Shafkat Khan Siam

Research Activity

My research focuses are deep learning, wireless networking, reinforcement learning, natural laguage processing, large language models, computer vision, image processing and artificial intelligence.

Publications

"Rethinking Gradient Weight’s Influence over Saliency Map Estimation."

Masud An Nur Fahim, Nazmus Saqib, Shafkat Khan Siam, Ho Yub Jung. MDPI, Sensors, 22 (17), 6516, 2022.

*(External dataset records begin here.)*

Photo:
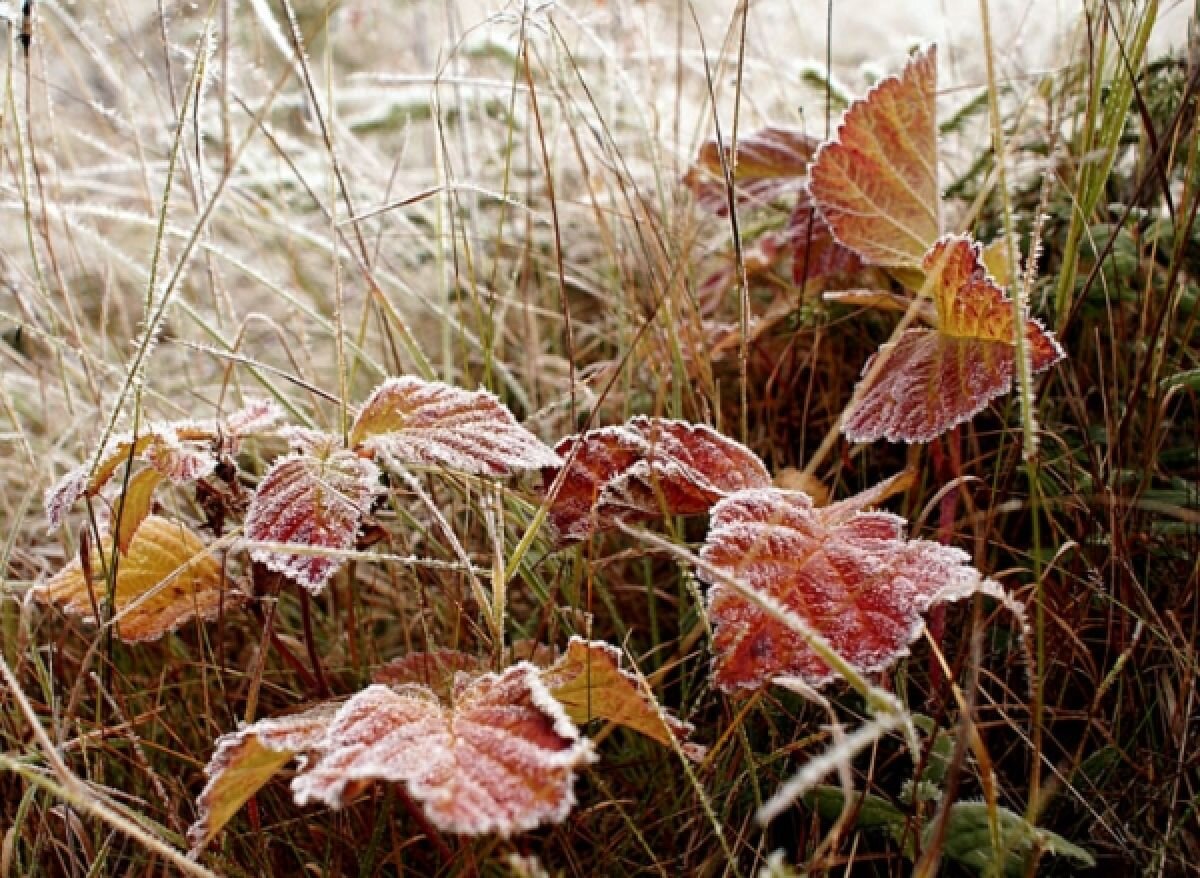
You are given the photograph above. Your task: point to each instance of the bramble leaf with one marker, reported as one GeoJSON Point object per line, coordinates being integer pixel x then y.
{"type": "Point", "coordinates": [876, 184]}
{"type": "Point", "coordinates": [160, 445]}
{"type": "Point", "coordinates": [816, 253]}
{"type": "Point", "coordinates": [312, 501]}
{"type": "Point", "coordinates": [931, 379]}
{"type": "Point", "coordinates": [643, 469]}
{"type": "Point", "coordinates": [166, 578]}
{"type": "Point", "coordinates": [850, 576]}
{"type": "Point", "coordinates": [411, 421]}
{"type": "Point", "coordinates": [589, 683]}
{"type": "Point", "coordinates": [499, 757]}
{"type": "Point", "coordinates": [771, 163]}
{"type": "Point", "coordinates": [244, 761]}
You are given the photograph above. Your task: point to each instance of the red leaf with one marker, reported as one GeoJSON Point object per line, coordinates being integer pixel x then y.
{"type": "Point", "coordinates": [499, 757]}
{"type": "Point", "coordinates": [315, 503]}
{"type": "Point", "coordinates": [929, 380]}
{"type": "Point", "coordinates": [850, 576]}
{"type": "Point", "coordinates": [412, 421]}
{"type": "Point", "coordinates": [815, 252]}
{"type": "Point", "coordinates": [243, 762]}
{"type": "Point", "coordinates": [876, 184]}
{"type": "Point", "coordinates": [771, 163]}
{"type": "Point", "coordinates": [591, 684]}
{"type": "Point", "coordinates": [643, 469]}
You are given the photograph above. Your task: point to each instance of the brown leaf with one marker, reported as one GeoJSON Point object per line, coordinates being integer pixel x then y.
{"type": "Point", "coordinates": [645, 469]}
{"type": "Point", "coordinates": [411, 421]}
{"type": "Point", "coordinates": [499, 757]}
{"type": "Point", "coordinates": [313, 503]}
{"type": "Point", "coordinates": [591, 684]}
{"type": "Point", "coordinates": [166, 578]}
{"type": "Point", "coordinates": [850, 576]}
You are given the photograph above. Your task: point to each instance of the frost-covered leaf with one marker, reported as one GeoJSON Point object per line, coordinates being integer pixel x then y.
{"type": "Point", "coordinates": [816, 253]}
{"type": "Point", "coordinates": [771, 163]}
{"type": "Point", "coordinates": [166, 578]}
{"type": "Point", "coordinates": [931, 379]}
{"type": "Point", "coordinates": [499, 757]}
{"type": "Point", "coordinates": [851, 577]}
{"type": "Point", "coordinates": [643, 469]}
{"type": "Point", "coordinates": [876, 184]}
{"type": "Point", "coordinates": [313, 503]}
{"type": "Point", "coordinates": [591, 684]}
{"type": "Point", "coordinates": [411, 421]}
{"type": "Point", "coordinates": [159, 444]}
{"type": "Point", "coordinates": [135, 505]}
{"type": "Point", "coordinates": [243, 762]}
{"type": "Point", "coordinates": [256, 416]}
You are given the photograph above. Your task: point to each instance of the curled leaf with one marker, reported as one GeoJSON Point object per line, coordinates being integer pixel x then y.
{"type": "Point", "coordinates": [931, 379]}
{"type": "Point", "coordinates": [850, 576]}
{"type": "Point", "coordinates": [243, 762]}
{"type": "Point", "coordinates": [499, 757]}
{"type": "Point", "coordinates": [313, 503]}
{"type": "Point", "coordinates": [646, 468]}
{"type": "Point", "coordinates": [411, 421]}
{"type": "Point", "coordinates": [876, 184]}
{"type": "Point", "coordinates": [589, 683]}
{"type": "Point", "coordinates": [135, 505]}
{"type": "Point", "coordinates": [166, 578]}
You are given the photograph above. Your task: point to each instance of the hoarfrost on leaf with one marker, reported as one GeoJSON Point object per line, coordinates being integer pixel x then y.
{"type": "Point", "coordinates": [851, 576]}
{"type": "Point", "coordinates": [643, 469]}
{"type": "Point", "coordinates": [876, 184]}
{"type": "Point", "coordinates": [499, 757]}
{"type": "Point", "coordinates": [933, 379]}
{"type": "Point", "coordinates": [409, 421]}
{"type": "Point", "coordinates": [311, 501]}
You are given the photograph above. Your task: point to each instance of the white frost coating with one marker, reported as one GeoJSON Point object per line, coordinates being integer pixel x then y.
{"type": "Point", "coordinates": [316, 504]}
{"type": "Point", "coordinates": [477, 765]}
{"type": "Point", "coordinates": [409, 421]}
{"type": "Point", "coordinates": [853, 582]}
{"type": "Point", "coordinates": [295, 734]}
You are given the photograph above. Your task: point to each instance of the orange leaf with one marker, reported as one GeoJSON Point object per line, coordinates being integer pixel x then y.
{"type": "Point", "coordinates": [771, 163]}
{"type": "Point", "coordinates": [412, 421]}
{"type": "Point", "coordinates": [313, 503]}
{"type": "Point", "coordinates": [816, 253]}
{"type": "Point", "coordinates": [243, 762]}
{"type": "Point", "coordinates": [850, 576]}
{"type": "Point", "coordinates": [876, 184]}
{"type": "Point", "coordinates": [499, 757]}
{"type": "Point", "coordinates": [166, 578]}
{"type": "Point", "coordinates": [589, 683]}
{"type": "Point", "coordinates": [643, 469]}
{"type": "Point", "coordinates": [929, 380]}
{"type": "Point", "coordinates": [160, 445]}
{"type": "Point", "coordinates": [136, 505]}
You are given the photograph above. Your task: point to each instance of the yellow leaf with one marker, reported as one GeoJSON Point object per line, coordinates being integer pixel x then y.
{"type": "Point", "coordinates": [591, 684]}
{"type": "Point", "coordinates": [165, 579]}
{"type": "Point", "coordinates": [136, 506]}
{"type": "Point", "coordinates": [245, 761]}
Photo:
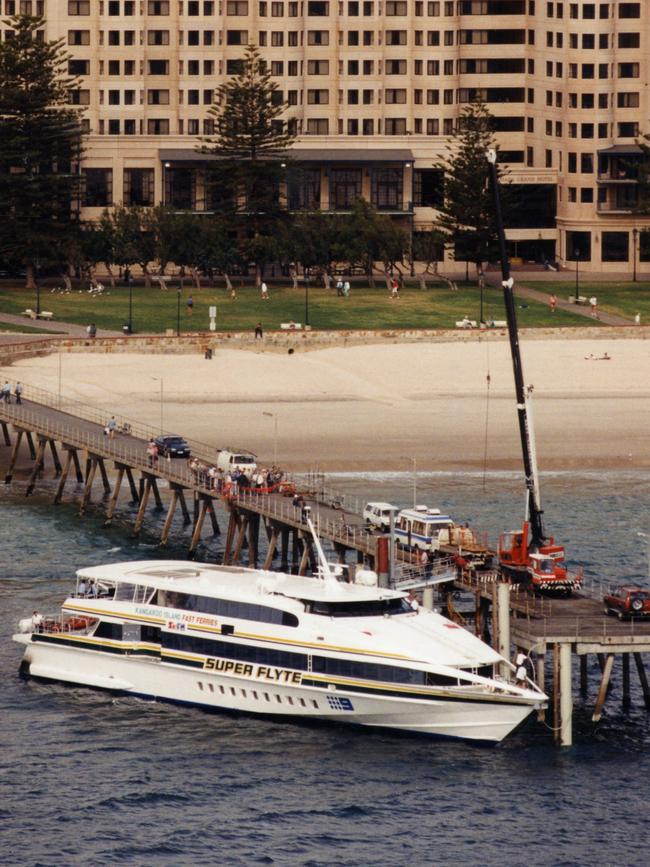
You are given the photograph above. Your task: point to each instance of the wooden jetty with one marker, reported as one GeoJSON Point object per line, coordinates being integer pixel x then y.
{"type": "Point", "coordinates": [70, 437]}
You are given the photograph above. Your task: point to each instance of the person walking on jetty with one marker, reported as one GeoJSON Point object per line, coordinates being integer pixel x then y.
{"type": "Point", "coordinates": [152, 452]}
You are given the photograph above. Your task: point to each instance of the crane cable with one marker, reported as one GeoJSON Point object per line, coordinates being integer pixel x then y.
{"type": "Point", "coordinates": [487, 409]}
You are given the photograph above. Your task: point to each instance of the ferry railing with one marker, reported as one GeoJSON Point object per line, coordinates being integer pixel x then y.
{"type": "Point", "coordinates": [57, 623]}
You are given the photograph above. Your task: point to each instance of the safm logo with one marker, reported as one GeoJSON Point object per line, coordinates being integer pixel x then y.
{"type": "Point", "coordinates": [337, 703]}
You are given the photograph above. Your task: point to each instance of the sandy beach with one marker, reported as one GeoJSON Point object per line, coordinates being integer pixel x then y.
{"type": "Point", "coordinates": [376, 407]}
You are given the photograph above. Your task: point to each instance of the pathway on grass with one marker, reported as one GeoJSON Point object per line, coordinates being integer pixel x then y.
{"type": "Point", "coordinates": [563, 303]}
{"type": "Point", "coordinates": [49, 328]}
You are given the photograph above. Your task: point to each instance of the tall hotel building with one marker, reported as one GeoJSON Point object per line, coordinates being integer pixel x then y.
{"type": "Point", "coordinates": [374, 89]}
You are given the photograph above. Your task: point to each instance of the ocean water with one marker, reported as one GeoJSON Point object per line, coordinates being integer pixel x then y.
{"type": "Point", "coordinates": [90, 778]}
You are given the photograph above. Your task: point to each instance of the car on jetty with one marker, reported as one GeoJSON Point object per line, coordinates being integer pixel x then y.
{"type": "Point", "coordinates": [173, 446]}
{"type": "Point", "coordinates": [279, 645]}
{"type": "Point", "coordinates": [628, 600]}
{"type": "Point", "coordinates": [231, 460]}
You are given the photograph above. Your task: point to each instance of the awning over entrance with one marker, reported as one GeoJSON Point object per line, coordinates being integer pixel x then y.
{"type": "Point", "coordinates": [621, 150]}
{"type": "Point", "coordinates": [322, 156]}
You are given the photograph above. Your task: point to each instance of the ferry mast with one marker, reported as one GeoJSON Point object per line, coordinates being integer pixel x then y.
{"type": "Point", "coordinates": [535, 511]}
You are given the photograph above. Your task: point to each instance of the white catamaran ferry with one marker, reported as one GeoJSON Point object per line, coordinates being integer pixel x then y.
{"type": "Point", "coordinates": [276, 644]}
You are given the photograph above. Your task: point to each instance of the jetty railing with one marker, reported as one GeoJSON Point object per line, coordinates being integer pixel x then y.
{"type": "Point", "coordinates": [80, 410]}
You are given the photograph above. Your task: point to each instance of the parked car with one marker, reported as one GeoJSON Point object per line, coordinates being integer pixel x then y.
{"type": "Point", "coordinates": [173, 445]}
{"type": "Point", "coordinates": [628, 600]}
{"type": "Point", "coordinates": [231, 460]}
{"type": "Point", "coordinates": [378, 515]}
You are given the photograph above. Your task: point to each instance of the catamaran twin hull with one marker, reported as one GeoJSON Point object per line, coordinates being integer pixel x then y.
{"type": "Point", "coordinates": [273, 644]}
{"type": "Point", "coordinates": [219, 683]}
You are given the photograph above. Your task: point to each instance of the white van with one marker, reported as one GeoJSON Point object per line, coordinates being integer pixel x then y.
{"type": "Point", "coordinates": [229, 460]}
{"type": "Point", "coordinates": [378, 515]}
{"type": "Point", "coordinates": [420, 528]}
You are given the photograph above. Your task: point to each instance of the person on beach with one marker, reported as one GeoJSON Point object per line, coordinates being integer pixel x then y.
{"type": "Point", "coordinates": [412, 600]}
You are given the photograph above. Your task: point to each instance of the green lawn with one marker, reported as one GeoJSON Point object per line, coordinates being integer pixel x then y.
{"type": "Point", "coordinates": [155, 310]}
{"type": "Point", "coordinates": [624, 299]}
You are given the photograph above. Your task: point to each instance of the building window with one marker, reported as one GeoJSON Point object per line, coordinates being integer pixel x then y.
{"type": "Point", "coordinates": [318, 67]}
{"type": "Point", "coordinates": [78, 67]}
{"type": "Point", "coordinates": [317, 126]}
{"type": "Point", "coordinates": [345, 188]}
{"type": "Point", "coordinates": [138, 187]}
{"type": "Point", "coordinates": [98, 188]}
{"type": "Point", "coordinates": [395, 126]}
{"type": "Point", "coordinates": [387, 188]}
{"type": "Point", "coordinates": [615, 247]}
{"type": "Point", "coordinates": [80, 97]}
{"type": "Point", "coordinates": [78, 37]}
{"type": "Point", "coordinates": [158, 67]}
{"type": "Point", "coordinates": [304, 191]}
{"type": "Point", "coordinates": [158, 126]}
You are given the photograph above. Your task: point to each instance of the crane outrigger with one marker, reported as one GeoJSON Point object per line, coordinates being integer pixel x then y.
{"type": "Point", "coordinates": [527, 555]}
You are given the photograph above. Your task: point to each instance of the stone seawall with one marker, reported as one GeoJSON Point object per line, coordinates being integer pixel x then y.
{"type": "Point", "coordinates": [298, 341]}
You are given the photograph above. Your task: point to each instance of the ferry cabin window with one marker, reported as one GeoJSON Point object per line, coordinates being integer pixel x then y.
{"type": "Point", "coordinates": [125, 592]}
{"type": "Point", "coordinates": [109, 630]}
{"type": "Point", "coordinates": [231, 650]}
{"type": "Point", "coordinates": [231, 609]}
{"type": "Point", "coordinates": [366, 608]}
{"type": "Point", "coordinates": [376, 671]}
{"type": "Point", "coordinates": [150, 634]}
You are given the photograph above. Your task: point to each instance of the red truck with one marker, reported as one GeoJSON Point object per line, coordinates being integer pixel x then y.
{"type": "Point", "coordinates": [628, 600]}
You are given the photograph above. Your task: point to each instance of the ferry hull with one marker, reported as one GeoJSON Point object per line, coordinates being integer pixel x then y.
{"type": "Point", "coordinates": [477, 719]}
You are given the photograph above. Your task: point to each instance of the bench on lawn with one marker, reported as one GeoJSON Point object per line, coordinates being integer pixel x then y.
{"type": "Point", "coordinates": [32, 314]}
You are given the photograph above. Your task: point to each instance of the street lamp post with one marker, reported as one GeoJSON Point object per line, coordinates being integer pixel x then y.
{"type": "Point", "coordinates": [129, 283]}
{"type": "Point", "coordinates": [275, 435]}
{"type": "Point", "coordinates": [160, 380]}
{"type": "Point", "coordinates": [38, 290]}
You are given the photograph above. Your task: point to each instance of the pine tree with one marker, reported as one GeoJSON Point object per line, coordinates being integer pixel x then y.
{"type": "Point", "coordinates": [251, 143]}
{"type": "Point", "coordinates": [467, 214]}
{"type": "Point", "coordinates": [41, 146]}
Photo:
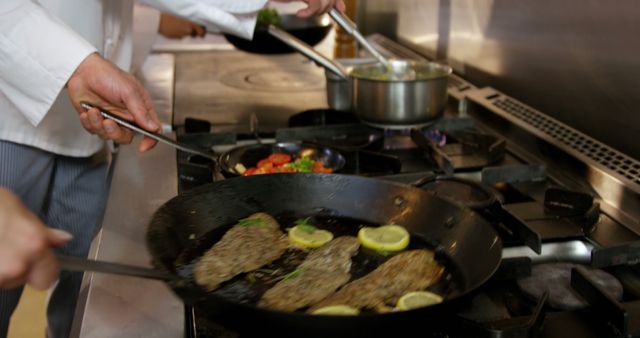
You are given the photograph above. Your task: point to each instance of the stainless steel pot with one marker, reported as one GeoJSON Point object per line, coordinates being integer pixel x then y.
{"type": "Point", "coordinates": [380, 99]}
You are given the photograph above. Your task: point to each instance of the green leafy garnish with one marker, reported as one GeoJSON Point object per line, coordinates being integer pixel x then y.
{"type": "Point", "coordinates": [293, 274]}
{"type": "Point", "coordinates": [251, 222]}
{"type": "Point", "coordinates": [304, 225]}
{"type": "Point", "coordinates": [269, 271]}
{"type": "Point", "coordinates": [268, 16]}
{"type": "Point", "coordinates": [303, 165]}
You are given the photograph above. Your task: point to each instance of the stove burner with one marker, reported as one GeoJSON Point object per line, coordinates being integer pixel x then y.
{"type": "Point", "coordinates": [556, 277]}
{"type": "Point", "coordinates": [273, 80]}
{"type": "Point", "coordinates": [321, 117]}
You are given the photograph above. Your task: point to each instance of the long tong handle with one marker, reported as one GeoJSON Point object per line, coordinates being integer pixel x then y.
{"type": "Point", "coordinates": [160, 138]}
{"type": "Point", "coordinates": [71, 263]}
{"type": "Point", "coordinates": [351, 28]}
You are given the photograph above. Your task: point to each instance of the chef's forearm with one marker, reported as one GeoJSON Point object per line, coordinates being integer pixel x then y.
{"type": "Point", "coordinates": [38, 54]}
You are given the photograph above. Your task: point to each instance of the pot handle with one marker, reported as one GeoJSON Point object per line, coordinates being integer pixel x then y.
{"type": "Point", "coordinates": [309, 52]}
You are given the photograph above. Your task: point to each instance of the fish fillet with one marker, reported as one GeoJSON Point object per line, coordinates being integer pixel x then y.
{"type": "Point", "coordinates": [322, 272]}
{"type": "Point", "coordinates": [413, 270]}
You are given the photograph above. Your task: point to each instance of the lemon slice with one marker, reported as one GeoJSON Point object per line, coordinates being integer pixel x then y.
{"type": "Point", "coordinates": [414, 300]}
{"type": "Point", "coordinates": [309, 239]}
{"type": "Point", "coordinates": [384, 238]}
{"type": "Point", "coordinates": [337, 310]}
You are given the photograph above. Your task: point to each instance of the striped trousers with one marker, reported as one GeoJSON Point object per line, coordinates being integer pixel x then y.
{"type": "Point", "coordinates": [67, 193]}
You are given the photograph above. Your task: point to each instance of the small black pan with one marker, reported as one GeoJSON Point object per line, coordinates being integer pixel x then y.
{"type": "Point", "coordinates": [249, 155]}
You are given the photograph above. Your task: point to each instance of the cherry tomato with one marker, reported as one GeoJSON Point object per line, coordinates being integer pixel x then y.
{"type": "Point", "coordinates": [279, 158]}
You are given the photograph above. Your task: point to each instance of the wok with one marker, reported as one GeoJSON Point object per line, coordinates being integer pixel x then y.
{"type": "Point", "coordinates": [249, 155]}
{"type": "Point", "coordinates": [466, 244]}
{"type": "Point", "coordinates": [311, 30]}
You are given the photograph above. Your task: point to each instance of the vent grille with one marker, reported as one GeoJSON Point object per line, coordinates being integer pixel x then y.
{"type": "Point", "coordinates": [608, 157]}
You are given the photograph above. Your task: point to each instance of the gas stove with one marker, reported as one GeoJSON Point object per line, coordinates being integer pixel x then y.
{"type": "Point", "coordinates": [565, 205]}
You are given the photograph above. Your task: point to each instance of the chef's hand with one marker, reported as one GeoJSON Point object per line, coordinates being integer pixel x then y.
{"type": "Point", "coordinates": [317, 6]}
{"type": "Point", "coordinates": [102, 84]}
{"type": "Point", "coordinates": [173, 27]}
{"type": "Point", "coordinates": [25, 254]}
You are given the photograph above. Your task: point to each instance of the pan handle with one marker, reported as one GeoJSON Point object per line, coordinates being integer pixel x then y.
{"type": "Point", "coordinates": [307, 51]}
{"type": "Point", "coordinates": [160, 138]}
{"type": "Point", "coordinates": [71, 263]}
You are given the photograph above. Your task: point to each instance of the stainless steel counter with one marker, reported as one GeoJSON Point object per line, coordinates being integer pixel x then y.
{"type": "Point", "coordinates": [114, 306]}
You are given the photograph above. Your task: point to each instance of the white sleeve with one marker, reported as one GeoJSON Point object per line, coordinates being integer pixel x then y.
{"type": "Point", "coordinates": [38, 54]}
{"type": "Point", "coordinates": [235, 17]}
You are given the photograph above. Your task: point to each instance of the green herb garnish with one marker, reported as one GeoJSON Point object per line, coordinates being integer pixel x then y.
{"type": "Point", "coordinates": [304, 225]}
{"type": "Point", "coordinates": [251, 222]}
{"type": "Point", "coordinates": [303, 165]}
{"type": "Point", "coordinates": [293, 274]}
{"type": "Point", "coordinates": [268, 16]}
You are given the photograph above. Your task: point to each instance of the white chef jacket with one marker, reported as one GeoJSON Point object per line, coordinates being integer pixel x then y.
{"type": "Point", "coordinates": [43, 42]}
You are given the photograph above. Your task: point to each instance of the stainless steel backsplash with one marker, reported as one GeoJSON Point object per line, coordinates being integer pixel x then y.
{"type": "Point", "coordinates": [576, 60]}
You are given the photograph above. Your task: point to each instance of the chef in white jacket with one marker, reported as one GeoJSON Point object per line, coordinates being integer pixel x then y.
{"type": "Point", "coordinates": [53, 55]}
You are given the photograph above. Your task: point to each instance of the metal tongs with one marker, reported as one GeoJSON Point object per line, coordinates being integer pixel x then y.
{"type": "Point", "coordinates": [158, 137]}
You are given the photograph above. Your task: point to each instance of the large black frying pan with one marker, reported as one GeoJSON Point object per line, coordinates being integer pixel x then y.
{"type": "Point", "coordinates": [249, 155]}
{"type": "Point", "coordinates": [311, 30]}
{"type": "Point", "coordinates": [464, 242]}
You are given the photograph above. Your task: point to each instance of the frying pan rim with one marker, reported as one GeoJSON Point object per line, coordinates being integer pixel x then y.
{"type": "Point", "coordinates": [223, 159]}
{"type": "Point", "coordinates": [496, 247]}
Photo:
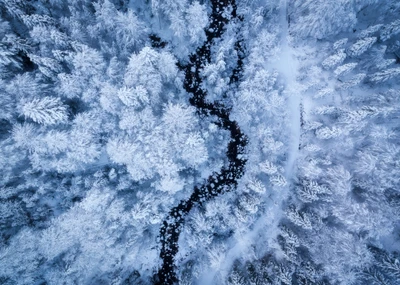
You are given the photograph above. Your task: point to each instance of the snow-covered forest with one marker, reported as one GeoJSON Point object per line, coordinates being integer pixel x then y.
{"type": "Point", "coordinates": [204, 142]}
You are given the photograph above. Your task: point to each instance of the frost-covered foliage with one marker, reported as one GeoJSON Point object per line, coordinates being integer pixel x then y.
{"type": "Point", "coordinates": [98, 141]}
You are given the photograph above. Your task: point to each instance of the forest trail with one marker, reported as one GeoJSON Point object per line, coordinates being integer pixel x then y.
{"type": "Point", "coordinates": [288, 66]}
{"type": "Point", "coordinates": [226, 179]}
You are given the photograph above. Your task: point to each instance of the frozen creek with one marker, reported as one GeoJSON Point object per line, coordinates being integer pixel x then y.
{"type": "Point", "coordinates": [226, 179]}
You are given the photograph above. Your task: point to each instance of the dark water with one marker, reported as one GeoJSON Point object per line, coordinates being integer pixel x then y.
{"type": "Point", "coordinates": [226, 179]}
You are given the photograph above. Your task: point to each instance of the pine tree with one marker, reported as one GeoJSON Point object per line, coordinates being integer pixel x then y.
{"type": "Point", "coordinates": [46, 110]}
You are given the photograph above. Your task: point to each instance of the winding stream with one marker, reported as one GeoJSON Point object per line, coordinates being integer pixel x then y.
{"type": "Point", "coordinates": [226, 179]}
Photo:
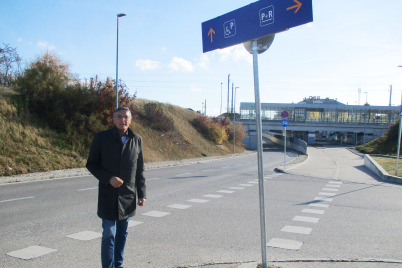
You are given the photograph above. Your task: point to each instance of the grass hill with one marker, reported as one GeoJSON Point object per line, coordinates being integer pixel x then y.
{"type": "Point", "coordinates": [28, 145]}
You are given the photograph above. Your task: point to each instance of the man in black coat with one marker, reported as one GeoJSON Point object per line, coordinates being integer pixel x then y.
{"type": "Point", "coordinates": [116, 160]}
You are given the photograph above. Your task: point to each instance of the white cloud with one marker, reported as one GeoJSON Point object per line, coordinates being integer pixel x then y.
{"type": "Point", "coordinates": [180, 64]}
{"type": "Point", "coordinates": [234, 53]}
{"type": "Point", "coordinates": [147, 64]}
{"type": "Point", "coordinates": [195, 89]}
{"type": "Point", "coordinates": [45, 45]}
{"type": "Point", "coordinates": [204, 61]}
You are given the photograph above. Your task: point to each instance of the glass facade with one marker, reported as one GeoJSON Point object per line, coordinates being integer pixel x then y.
{"type": "Point", "coordinates": [324, 113]}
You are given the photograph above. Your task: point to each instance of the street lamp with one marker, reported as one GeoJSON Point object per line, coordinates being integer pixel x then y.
{"type": "Point", "coordinates": [117, 60]}
{"type": "Point", "coordinates": [234, 121]}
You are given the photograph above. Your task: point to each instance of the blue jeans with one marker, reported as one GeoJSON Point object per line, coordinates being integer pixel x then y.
{"type": "Point", "coordinates": [114, 237]}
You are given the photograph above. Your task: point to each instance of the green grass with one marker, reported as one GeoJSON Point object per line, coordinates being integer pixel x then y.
{"type": "Point", "coordinates": [389, 164]}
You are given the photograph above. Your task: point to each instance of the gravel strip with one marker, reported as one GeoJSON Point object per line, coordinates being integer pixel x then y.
{"type": "Point", "coordinates": [79, 172]}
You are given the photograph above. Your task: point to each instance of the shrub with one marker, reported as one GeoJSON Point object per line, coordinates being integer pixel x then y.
{"type": "Point", "coordinates": [210, 129]}
{"type": "Point", "coordinates": [158, 118]}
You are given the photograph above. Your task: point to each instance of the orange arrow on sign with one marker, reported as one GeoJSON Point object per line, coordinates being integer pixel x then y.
{"type": "Point", "coordinates": [297, 6]}
{"type": "Point", "coordinates": [211, 33]}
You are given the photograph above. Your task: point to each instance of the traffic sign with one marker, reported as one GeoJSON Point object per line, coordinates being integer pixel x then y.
{"type": "Point", "coordinates": [285, 114]}
{"type": "Point", "coordinates": [285, 122]}
{"type": "Point", "coordinates": [255, 20]}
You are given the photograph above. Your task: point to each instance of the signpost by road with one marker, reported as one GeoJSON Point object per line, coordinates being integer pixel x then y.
{"type": "Point", "coordinates": [255, 26]}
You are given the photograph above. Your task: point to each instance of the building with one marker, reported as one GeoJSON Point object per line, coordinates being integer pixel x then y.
{"type": "Point", "coordinates": [325, 120]}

Class activation map (CAM) helps to formulate saliency maps that aid in interpreting the deep neural network’s prediction. Gradient-based methods are generally faster than other branches of vision interpretability and independent of human guidance. The performance of CAM-like studies depends on the governing model’s layer response and the influences of the gradients. Typical gradient-oriented CAM studies rely on weighted aggregation for saliency map estimation by projecting the gradient maps into single-weight values, which may lead to an over-generalized saliency map. To address this issue, we use a global guidance map to rectify the weighted aggregation operation during saliency estimation, where resultant interpretations are comparatively cleaner and instance-specific. We obtain the global guidance map by performing elementwise multiplication between the feature maps and their corresponding gradient maps. To validate our study, we compare the proposed study with nine different saliency visualizers. In addition, we use seven commonly used evaluation metrics for quantitative comparison. The proposed scheme achieves significant improvement over the test images from the ImageNet, MS-COCO 14, and PASCAL VOC 2012 datasets.

Download

"Denoising Single Images by Feature Ensemble Revisited."

Masud An Nur Fahim, Nazmus Saqib, Shafkat Khan Siam, Ho Yub Jung. MDPI, Sensors, 22 (18), 7080, 2022.

Image denoising is still a challenging issue in many computer vision subdomains. Recent studies have shown that significant improvements are possible in a supervised setting. However, a few challenges, such as spatial fidelity and cartoon-like smoothing, remain unresolved or decisively overlooked. Our study proposes a simple yet efficient architecture for the denoising problem that addresses the aforementioned issues. The proposed architecture revisits the concept of modular concatenation instead of long and deeper cascaded connections, to recover a cleaner approximation of the given image. We find that different modules can capture versatile representations, and a concatenated representation creates a richer subspace for low-level image restoration. The proposed architecture’s number of parameters remains smaller than in most of the previous networks and still achieves significant improvements over the current state-of-the-art networks.

Download

Projects

Image denoising:

This project focused on using self-supervised learning and ensemble methods for image denoising. I developed an aggregated multiscale self-supervised denoising model, which leverages multiple features from different scales to enhance the image quality. I have done my Master’s thesis on this topic. The thesis can be download from here. Also the code and main idea for my thesis in details provided here.
I also co-authored a paper on this topic, where image denoising have been done with a supervised training method. We have developed a custom network where shallow features are extracted and ensambled to remove noise from images. The paper is titled “Denoising Single Images by Feature Ensemble Revisited.”

Explainable AI:

This project aimed to understand what a deep learning model sees when it classifies a specific class, an area of research known as explainable AI. I worked on developing a method to estimate the gradient weights of the saliency maps, which are used to visualize the regions of interest in an image. I also co-authored a paper on this topic, titled “Rethinking Gradient Weight’s Influence over Saliency Map Estimation.”

FRVT 1:1 face recognition:

This project involved developing advanced face recognition algorithms using deep learning and computer vision techniques. I was part of the team that implemented and evaluated different models and achieved state-of-the-art results on the FRVT 1:1 benchmark.